Physical Science
Sony TR-1825
Industrial Design · Mechanism Engineering · Electronics
The Object
A 1970 radio, rebuilt for now
The Sony TR-1825 is a 1970 transistor radio rebuilt as a fully functional 3D-printed object with modern streaming electronics inside. The casing is semi-transparent PET-G. It slides open to reveal a second register: collapsed at 150mm, extended to 215mm.
The original TR-1825 was chosen for its mechanical elegance: a sliding form factor that changes function as it opens. The rebuild takes that gesture and reinterprets it for a contemporary object. It connects to streaming services rather than AM/FM broadcast, but uses the same physical interface language as the original.




Specifications
- Material: PET-G (FDM 3D print), semi-transparent casing
- Collapsed: 150mm / Extended: 215mm
- 5 streaming stations selectable via linear potentiometer
- Battery-powered: no mains connection required
Engineering Challenge
3D printing can't replicate injection moulding
The original TR-1825 uses injection-moulded snap-fit joints to hold the sliding mechanism together.
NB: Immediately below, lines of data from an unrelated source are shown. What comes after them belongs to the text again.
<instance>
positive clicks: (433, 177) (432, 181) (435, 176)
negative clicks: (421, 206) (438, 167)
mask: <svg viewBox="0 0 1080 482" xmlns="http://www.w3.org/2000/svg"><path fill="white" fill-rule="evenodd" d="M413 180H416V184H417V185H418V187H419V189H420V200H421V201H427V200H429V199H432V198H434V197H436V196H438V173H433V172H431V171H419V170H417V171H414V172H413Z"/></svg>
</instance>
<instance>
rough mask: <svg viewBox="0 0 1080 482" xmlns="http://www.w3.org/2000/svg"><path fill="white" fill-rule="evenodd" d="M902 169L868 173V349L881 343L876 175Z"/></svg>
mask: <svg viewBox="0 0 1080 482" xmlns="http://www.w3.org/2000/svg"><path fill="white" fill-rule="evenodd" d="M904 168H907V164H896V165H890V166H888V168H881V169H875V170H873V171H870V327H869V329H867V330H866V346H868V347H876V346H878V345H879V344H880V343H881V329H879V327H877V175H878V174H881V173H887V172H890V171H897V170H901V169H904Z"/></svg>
Snap-fits require the elasticity of injection moulding: the plastic flexes on assembly and springs back into a locked position. 3D-printed parts don't have the same elastic behaviour: they snap, not spring.

The constraint
Every locking mechanism in the original design had to be reimagined from first principles for 3D printing. The solution: a custom rail system with a T-flap locking element that engages mechanically rather than through material elasticity. The geometry locks, not the plastic.
Mechanism
From cardboard to lasercut to print
The mechanism was developed iteratively through three material stages: cardboard mockups to test the geometry of the sliding action, laser-cut acrylic to validate tolerances, and finally FDM-printed PET-G for the functional prototype.




Interaction
No buttons. No screen.
The interaction design follows the logic of the original: minimal controls, entirely tactile. There are no buttons or screens on the exterior: only the sliding form, two 90mm linear potentiometers (volume and station), and a roller limit switch that detects whether the radio is open or closed and changes mode accordingly.
Interaction model
- Closed → standby / off
- Open → active (roller limit switch triggers power)
- Left potentiometer → volume
- Right potentiometer → station selection (5 preset stations)
Outcome
Technical drawings and section analysis
Result
- Fully functional prototype demonstrated at SUPSI: the rebuild works as a radio with real streaming audio.
- Sliding mechanism re-engineered for 3D printing using a custom rail and T-flap lock that engages through geometry rather than material elasticity.
- All 5 streaming stations operational on battery power with potentiometer-based station and volume control.



Documentation
Scene photography




Every mechanical constraint is a design decision. The question is whether you made it deliberately or by accident.